My uncle's, dad's and my sheep are all hair sheep. Dad's has more Barbados Black Belly in them as his buck is full Barbados. The ewes are a mix of Katahdin, Dorper, Barbados. The Barbados are usually not a very big sheep with a low birth weight. I always say, with Barbados Black Bellies, if you lambs are too small and you miss the good Easter market this year, they'll be big enough next year. They are not quick gainers once they hit 40 pounds or so. Most of the Barbados ewes won't even weigh much over 80#. We usually shoot for the 30-50 lb market at the ethnic holidays. These avg'd 53 (if I remember) and were probably 8-10 months old.
How was NZ...gorgeous I assume?

73, Mark


----------



## Growing pains (Nov 7, 2015)

What kind of market is there for sheep? My wife's family used to be big in purebreds but most of their lambs went for 4H projects. I personally know nothing about sheep and my wife doesn't know marketing of them but she's very well versed in raising them. I see it as a way to diversify even more than I have already but it's not any good if sheep aren't profitable. If this is the wrong thread to ask this on I can start a new one but any info is very much appreciated.


----------



## glasswrongsize (Sep 15, 2015)

Until someone else can expand on the information, I will provide some limited to my operation.

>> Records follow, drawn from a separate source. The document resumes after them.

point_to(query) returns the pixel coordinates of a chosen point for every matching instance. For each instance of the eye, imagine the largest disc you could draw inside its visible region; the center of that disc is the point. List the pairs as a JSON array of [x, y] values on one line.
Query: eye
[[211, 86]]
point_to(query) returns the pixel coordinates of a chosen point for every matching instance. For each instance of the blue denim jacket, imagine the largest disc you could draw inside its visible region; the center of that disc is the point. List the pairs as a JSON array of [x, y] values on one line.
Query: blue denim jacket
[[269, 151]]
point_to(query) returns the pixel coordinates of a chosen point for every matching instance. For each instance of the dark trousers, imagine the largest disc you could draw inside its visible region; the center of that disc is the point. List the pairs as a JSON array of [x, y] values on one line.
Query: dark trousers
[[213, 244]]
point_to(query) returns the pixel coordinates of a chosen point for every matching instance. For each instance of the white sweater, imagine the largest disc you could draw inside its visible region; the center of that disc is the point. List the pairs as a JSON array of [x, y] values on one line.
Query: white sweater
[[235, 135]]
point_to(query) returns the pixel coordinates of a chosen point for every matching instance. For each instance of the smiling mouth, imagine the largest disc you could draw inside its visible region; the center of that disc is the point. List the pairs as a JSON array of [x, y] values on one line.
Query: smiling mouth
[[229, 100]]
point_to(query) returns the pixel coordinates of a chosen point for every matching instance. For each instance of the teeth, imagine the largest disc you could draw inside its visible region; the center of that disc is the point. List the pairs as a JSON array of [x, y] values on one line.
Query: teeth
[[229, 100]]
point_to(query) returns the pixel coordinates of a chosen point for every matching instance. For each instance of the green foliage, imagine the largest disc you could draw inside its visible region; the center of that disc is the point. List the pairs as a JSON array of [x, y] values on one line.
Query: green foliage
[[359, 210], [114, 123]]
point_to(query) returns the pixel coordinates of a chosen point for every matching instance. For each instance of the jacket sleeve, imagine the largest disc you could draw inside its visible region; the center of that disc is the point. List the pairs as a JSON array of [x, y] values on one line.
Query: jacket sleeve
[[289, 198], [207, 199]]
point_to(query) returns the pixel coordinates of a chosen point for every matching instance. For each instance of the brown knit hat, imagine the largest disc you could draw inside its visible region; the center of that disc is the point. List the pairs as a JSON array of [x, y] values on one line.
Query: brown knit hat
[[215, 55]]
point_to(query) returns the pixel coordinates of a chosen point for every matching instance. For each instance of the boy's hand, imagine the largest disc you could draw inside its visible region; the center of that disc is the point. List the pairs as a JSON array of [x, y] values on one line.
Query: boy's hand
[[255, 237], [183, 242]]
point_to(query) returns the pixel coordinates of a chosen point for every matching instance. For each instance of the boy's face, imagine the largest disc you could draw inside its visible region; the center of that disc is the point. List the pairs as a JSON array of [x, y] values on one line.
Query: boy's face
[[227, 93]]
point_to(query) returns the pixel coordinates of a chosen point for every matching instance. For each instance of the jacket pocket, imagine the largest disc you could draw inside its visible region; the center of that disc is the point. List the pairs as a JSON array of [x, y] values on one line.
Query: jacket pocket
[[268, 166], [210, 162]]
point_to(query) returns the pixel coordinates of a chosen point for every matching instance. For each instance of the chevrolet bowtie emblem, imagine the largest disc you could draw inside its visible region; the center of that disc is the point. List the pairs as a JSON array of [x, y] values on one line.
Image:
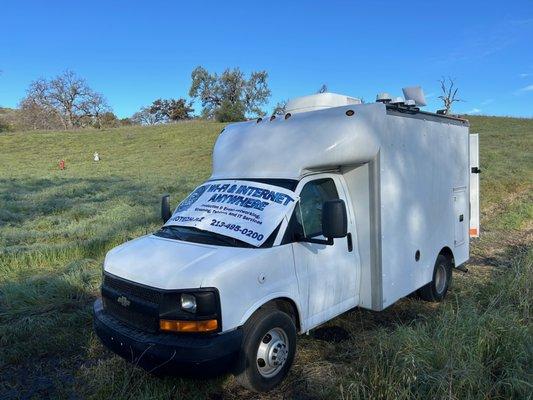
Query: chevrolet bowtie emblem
[[124, 301]]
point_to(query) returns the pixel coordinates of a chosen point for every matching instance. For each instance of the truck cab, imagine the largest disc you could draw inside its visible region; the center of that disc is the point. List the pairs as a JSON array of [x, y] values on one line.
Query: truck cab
[[305, 216]]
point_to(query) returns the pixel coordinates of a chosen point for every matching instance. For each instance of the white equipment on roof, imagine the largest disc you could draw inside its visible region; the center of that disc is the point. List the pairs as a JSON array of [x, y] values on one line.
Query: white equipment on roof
[[319, 101]]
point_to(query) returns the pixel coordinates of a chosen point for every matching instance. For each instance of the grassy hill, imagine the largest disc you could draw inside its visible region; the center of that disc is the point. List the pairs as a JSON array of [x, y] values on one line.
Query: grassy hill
[[56, 226]]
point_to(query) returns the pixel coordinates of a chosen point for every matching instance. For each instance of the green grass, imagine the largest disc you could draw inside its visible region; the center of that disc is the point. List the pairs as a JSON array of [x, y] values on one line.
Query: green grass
[[56, 226]]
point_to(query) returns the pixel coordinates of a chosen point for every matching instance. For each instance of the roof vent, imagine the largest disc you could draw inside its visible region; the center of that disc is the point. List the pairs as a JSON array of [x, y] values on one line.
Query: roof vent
[[383, 98], [319, 101], [398, 100], [415, 93]]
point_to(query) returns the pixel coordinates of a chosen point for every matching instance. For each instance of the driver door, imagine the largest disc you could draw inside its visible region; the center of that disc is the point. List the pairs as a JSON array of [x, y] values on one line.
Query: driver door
[[328, 275]]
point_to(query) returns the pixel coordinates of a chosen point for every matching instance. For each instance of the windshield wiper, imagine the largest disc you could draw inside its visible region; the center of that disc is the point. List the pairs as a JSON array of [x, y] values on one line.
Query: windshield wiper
[[192, 234]]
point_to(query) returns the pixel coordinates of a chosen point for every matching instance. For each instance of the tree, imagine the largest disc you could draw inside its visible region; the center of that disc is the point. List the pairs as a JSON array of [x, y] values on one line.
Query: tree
[[67, 98], [109, 120], [171, 109], [449, 93], [144, 117], [230, 96], [162, 111]]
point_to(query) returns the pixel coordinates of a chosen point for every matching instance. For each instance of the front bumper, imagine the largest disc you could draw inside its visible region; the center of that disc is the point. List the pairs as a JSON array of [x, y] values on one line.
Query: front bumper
[[167, 352]]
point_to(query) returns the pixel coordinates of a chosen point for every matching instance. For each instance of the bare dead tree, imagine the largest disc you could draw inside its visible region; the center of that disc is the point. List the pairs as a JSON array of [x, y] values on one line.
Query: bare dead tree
[[449, 93], [66, 98]]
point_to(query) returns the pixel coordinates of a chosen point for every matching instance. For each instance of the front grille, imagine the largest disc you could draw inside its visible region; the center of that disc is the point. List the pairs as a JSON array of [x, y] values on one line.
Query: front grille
[[127, 288], [142, 310], [144, 322]]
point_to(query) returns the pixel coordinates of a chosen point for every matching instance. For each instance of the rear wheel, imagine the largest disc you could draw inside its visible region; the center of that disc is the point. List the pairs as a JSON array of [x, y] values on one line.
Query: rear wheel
[[267, 351], [442, 275]]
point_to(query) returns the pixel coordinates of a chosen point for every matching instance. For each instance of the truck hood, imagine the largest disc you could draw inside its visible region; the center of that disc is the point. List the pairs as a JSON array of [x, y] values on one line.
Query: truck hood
[[165, 263]]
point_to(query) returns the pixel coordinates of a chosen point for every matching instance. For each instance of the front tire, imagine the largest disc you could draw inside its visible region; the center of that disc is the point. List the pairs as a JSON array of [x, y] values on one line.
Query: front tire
[[267, 351], [442, 276]]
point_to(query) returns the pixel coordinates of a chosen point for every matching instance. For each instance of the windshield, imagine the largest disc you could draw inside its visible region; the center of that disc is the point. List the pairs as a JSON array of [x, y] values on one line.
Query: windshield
[[241, 213]]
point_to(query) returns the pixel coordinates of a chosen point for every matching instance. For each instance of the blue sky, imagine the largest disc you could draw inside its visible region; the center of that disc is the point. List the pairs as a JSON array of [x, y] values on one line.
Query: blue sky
[[134, 52]]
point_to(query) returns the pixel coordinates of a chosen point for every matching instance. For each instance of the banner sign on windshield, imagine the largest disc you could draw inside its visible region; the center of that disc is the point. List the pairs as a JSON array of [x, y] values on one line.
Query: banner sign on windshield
[[244, 210]]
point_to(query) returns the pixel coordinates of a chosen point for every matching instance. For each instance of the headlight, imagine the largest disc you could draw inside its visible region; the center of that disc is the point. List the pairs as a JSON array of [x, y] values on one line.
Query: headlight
[[190, 311], [188, 302]]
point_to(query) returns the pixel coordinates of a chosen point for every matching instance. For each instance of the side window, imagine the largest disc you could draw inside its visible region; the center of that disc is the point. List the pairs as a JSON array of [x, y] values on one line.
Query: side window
[[308, 212]]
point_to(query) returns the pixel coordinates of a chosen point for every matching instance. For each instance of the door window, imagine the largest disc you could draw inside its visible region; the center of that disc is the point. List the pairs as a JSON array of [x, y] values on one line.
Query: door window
[[308, 212]]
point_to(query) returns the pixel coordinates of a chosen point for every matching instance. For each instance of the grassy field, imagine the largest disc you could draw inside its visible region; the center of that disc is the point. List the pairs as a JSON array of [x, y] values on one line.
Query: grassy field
[[56, 226]]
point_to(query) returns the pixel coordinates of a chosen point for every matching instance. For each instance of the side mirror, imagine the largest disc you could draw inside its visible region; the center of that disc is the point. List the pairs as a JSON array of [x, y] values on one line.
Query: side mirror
[[165, 208], [334, 219]]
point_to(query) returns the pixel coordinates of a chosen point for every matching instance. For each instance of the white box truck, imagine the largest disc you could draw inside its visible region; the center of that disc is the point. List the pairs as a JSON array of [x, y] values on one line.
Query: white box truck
[[334, 205]]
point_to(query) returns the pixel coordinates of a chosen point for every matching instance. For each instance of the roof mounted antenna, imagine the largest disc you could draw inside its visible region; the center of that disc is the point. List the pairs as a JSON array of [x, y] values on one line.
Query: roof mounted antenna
[[415, 93]]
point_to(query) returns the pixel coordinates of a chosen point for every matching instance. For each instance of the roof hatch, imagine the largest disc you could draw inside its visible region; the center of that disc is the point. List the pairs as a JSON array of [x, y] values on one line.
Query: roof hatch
[[319, 101]]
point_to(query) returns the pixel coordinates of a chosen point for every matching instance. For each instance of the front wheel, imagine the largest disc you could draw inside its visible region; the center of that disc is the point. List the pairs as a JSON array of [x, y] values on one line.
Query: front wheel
[[267, 351], [442, 275]]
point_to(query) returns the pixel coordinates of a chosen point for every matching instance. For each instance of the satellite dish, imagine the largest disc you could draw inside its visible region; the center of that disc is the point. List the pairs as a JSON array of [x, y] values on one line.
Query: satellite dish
[[415, 93]]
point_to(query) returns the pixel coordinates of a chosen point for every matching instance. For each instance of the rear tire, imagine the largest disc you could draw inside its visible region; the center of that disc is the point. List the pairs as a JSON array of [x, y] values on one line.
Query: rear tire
[[438, 287], [267, 350]]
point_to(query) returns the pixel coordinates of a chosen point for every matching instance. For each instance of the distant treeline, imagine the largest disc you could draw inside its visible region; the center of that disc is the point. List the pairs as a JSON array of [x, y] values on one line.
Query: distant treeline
[[68, 102]]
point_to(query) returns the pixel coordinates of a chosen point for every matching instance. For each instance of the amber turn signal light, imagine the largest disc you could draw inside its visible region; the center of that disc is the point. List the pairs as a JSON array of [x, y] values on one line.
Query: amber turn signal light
[[169, 325]]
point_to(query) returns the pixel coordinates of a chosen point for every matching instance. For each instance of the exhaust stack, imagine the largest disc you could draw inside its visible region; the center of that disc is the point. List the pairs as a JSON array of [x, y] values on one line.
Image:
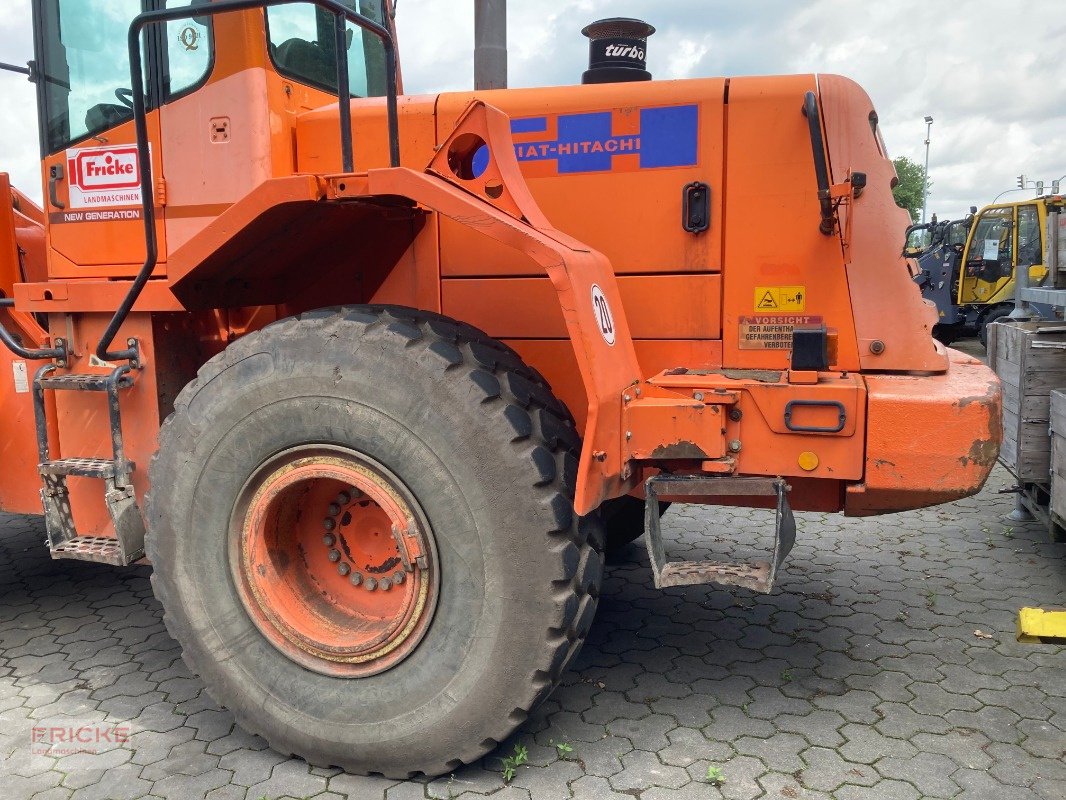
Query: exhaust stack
[[490, 44], [617, 50]]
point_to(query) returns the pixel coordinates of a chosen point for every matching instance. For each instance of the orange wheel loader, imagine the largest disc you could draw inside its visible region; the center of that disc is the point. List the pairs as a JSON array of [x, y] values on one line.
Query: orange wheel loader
[[372, 379]]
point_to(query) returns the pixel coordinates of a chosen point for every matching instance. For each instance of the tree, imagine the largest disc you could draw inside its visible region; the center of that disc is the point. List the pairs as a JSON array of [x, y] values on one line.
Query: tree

First, while there is profit to be obtained, it is dependent upon inputs.

My sheep (ewes) get a little more than a pint of corn (whole kernel...or better yet, still on cob) daily and all they hay that they want. I figure 1 small bale of hay per 10 head for 180 days (20 head would need 360 bales to make it thru my normal winter) or 1 big bale per year per head (20 head would need 20 bales). I also have mineral blocks out for them. I figure 2-3 mineral blocks per year per head. That is the MOST of my inputs not including fence, cover, water, tank heaters, hay feeders, etc... So, when corn was costing me $12 per bushel to obtain aflatoxin free corn, profits were awful slim. I just bought corn for $3.85 a bushel last week, so things are a little better.

For round easy figures, I plan to get $100 per lamb when they reach 40-60 lbs. WIth my herd, I can safely figure 2 lambs per ewe per year. Twins are common, but so are singles. Gestation is 5 mos 4 days, so I figure on 3 lambings in 24 months per ewe. I am on track to get over 4 lambings in 24 months, though. I am about to the end of my lambing right now and most of the ewes have lambed 3 times in 13 months..the rest have lambed twice already. So, some ewes have had 6 lambs in 13 months...or an estimated $600 income (not net profit) from those particular ewes. Don't forget to figure that lambs just want to die sometimes; I figure to lose 5-10% of my lambs to death. My ewes, for the most part, will get old and cease profitability...sold for 50-75 cents a pound, sometimes less.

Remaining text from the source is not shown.